Repetitive learning plays a very strong role in mathematics, which is incomparable to other disciplines. Formal mathematics has a history of about five thousand years. 5000 years is only a blink of an eye in the long evolutionary history, and of course it is only enough for our brains to make the slightest changes. Therefore, although Semu people put forward abstract numbers 5000-8000 years ago, human mathematical thinking began earlier. We developed our ability to think about nature and society in the initial natural selection, but the new changes in mathematical thinking that should be born in human brain will integrate our ability, so that we can not only think about the concrete world, but also deduce the purely abstract world created by our minds.

It is extremely difficult for the human brain to deal with new levels of abstraction. This is why mathematicians can't handle zero and negative numbers freely until the18th century, and why many people can't accept that the cottage root of negative one is a real number until today.

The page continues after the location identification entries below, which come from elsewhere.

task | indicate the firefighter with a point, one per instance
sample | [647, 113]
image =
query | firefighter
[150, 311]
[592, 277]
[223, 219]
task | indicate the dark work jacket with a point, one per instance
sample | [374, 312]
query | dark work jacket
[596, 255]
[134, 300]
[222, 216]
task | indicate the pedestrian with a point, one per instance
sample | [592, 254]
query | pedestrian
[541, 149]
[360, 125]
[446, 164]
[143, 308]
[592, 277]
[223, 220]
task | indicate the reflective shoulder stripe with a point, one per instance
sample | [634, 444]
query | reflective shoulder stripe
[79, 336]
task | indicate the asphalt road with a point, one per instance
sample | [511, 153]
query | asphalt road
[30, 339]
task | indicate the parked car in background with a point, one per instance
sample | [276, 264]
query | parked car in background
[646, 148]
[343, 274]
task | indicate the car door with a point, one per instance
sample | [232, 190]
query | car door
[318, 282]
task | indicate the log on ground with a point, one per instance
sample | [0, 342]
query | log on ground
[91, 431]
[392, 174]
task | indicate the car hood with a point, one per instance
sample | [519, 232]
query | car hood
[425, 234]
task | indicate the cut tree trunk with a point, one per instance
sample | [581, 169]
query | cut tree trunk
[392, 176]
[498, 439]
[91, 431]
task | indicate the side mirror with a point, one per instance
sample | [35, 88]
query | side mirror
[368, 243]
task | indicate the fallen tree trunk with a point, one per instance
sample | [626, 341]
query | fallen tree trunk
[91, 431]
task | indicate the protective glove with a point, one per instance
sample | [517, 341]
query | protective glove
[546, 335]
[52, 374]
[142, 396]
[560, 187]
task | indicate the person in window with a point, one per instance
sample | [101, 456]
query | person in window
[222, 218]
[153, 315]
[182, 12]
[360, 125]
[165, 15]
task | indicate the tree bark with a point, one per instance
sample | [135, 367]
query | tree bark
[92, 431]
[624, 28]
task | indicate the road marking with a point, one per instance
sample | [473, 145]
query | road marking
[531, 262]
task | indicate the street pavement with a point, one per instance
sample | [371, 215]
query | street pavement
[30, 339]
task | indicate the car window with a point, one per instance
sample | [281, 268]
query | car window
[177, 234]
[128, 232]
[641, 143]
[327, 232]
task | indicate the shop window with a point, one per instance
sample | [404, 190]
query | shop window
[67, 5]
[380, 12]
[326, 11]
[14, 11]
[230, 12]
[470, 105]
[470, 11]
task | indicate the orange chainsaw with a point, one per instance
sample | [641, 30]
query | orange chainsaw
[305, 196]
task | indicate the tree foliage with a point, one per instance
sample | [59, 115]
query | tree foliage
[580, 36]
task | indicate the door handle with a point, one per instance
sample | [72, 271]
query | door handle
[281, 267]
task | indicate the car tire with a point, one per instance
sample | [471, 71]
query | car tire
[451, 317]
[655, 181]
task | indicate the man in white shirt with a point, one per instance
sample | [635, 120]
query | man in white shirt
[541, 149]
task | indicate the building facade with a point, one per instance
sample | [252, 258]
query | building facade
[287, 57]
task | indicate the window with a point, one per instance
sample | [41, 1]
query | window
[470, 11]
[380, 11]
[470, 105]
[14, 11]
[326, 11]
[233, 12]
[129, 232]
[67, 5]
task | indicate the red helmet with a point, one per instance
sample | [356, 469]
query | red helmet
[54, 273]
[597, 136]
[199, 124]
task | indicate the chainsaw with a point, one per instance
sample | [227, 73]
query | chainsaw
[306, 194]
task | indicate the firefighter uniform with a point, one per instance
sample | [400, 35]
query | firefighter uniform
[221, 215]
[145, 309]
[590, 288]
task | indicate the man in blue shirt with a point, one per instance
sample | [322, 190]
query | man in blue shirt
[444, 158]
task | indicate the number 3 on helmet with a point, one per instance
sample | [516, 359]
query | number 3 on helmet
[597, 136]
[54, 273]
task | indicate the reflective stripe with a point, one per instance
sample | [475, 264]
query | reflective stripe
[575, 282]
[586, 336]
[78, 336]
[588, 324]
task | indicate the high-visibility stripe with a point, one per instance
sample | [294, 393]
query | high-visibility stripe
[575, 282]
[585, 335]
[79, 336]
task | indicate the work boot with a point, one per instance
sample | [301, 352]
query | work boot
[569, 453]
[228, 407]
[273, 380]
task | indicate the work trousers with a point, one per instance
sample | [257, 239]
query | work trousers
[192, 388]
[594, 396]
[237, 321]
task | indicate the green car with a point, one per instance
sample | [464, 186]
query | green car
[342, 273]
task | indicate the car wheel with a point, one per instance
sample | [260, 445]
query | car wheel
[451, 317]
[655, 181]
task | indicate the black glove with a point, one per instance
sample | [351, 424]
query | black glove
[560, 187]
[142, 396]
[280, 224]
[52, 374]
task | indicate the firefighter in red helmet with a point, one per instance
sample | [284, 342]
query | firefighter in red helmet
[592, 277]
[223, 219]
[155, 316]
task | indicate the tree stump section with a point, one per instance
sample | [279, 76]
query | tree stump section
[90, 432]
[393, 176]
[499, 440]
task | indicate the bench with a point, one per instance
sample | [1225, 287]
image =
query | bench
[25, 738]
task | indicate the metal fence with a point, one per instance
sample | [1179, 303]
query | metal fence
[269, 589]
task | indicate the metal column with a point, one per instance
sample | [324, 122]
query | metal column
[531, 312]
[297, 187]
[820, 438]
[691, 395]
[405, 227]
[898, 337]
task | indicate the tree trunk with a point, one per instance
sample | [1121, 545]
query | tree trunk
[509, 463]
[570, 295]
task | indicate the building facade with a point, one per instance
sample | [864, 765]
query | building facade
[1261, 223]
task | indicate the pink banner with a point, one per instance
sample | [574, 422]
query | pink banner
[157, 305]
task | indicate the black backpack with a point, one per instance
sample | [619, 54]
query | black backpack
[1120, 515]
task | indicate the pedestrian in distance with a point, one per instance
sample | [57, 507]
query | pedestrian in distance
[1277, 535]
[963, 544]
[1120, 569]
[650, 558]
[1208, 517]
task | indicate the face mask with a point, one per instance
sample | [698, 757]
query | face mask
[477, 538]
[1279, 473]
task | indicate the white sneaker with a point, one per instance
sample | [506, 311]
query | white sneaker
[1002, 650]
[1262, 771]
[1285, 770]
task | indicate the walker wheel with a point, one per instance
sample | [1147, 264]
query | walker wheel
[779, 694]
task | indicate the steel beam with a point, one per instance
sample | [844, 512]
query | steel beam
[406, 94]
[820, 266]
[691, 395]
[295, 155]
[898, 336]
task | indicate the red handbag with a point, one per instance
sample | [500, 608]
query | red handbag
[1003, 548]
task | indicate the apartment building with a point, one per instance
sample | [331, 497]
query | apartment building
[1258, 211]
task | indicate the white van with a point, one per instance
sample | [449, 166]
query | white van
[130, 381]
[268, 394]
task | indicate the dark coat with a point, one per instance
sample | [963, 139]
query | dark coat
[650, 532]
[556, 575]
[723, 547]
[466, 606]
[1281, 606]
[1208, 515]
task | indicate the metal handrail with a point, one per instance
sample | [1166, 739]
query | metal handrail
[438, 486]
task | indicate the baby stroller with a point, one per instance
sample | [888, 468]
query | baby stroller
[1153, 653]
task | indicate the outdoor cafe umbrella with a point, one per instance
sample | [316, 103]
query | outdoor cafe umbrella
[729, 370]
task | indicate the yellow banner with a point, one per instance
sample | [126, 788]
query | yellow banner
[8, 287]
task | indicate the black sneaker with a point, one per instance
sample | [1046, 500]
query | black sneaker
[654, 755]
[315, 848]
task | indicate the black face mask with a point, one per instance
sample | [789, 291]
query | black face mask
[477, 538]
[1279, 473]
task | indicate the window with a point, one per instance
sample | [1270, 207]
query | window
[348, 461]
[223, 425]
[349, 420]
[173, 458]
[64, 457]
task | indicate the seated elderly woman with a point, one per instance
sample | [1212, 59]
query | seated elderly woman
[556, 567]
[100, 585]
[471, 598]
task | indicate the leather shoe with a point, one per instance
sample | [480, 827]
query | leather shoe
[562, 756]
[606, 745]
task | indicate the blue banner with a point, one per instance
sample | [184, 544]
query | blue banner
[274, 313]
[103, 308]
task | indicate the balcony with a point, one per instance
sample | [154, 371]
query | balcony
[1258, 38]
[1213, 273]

However, software engineering is related to abstraction, and every concept, viewpoint and method is completely abstract. Of course, many software engineers don't think so, but this just illustrates my point of view. The biggest benefit they get from math class is that they strictly deduce purely abstract objects and structures. Moreover, math class is the only subject that gives them this experience. This kind of experience lies not in the important things taught in class, but in its own mathematics. In daily life, familiarity breeds contempt, but when learning how to work in a highly abstract field, familiarity breeds a feeling, well, a feeling of familiarity-that is, what once made people feel abstract begins to become concrete, so it becomes easier to deal with.

Although learning mathematics brings more rewards to computer professionals than ordinary people, everyone in today's society can benefit from it. For example, a study conducted by the U.S. Department of Education in 1997 (The Reilly Report) shows that students who have taken strict algebra or geometry courses in high school perform better in further study, even better after further study, no matter what they study in university. In other words, it seems that completing a rigorous math class-students don't even have to study hard-is an excellent way to improve people's thinking ability and become smart. This kind of thinking ability can benefit people in all aspects.

(In my own book "Mathematical Genes: How Mathematical Thinking Evolves, Why Numbers Are Like Eight Diagrams" (Basic Books, 2000), I analyzed the viewpoints in this paper more carefully and determined which survival advantages enabled human beings to have the ability of mathematical thinking. )

As I pointed out in this article, learning mathematics is more beneficial to software engineers than others. Actually, this is a basic premise. Although it is not formally mentioned in the requirement of compulsory mathematics course for engineering students, it is indeed the real reason why mathematics is useful.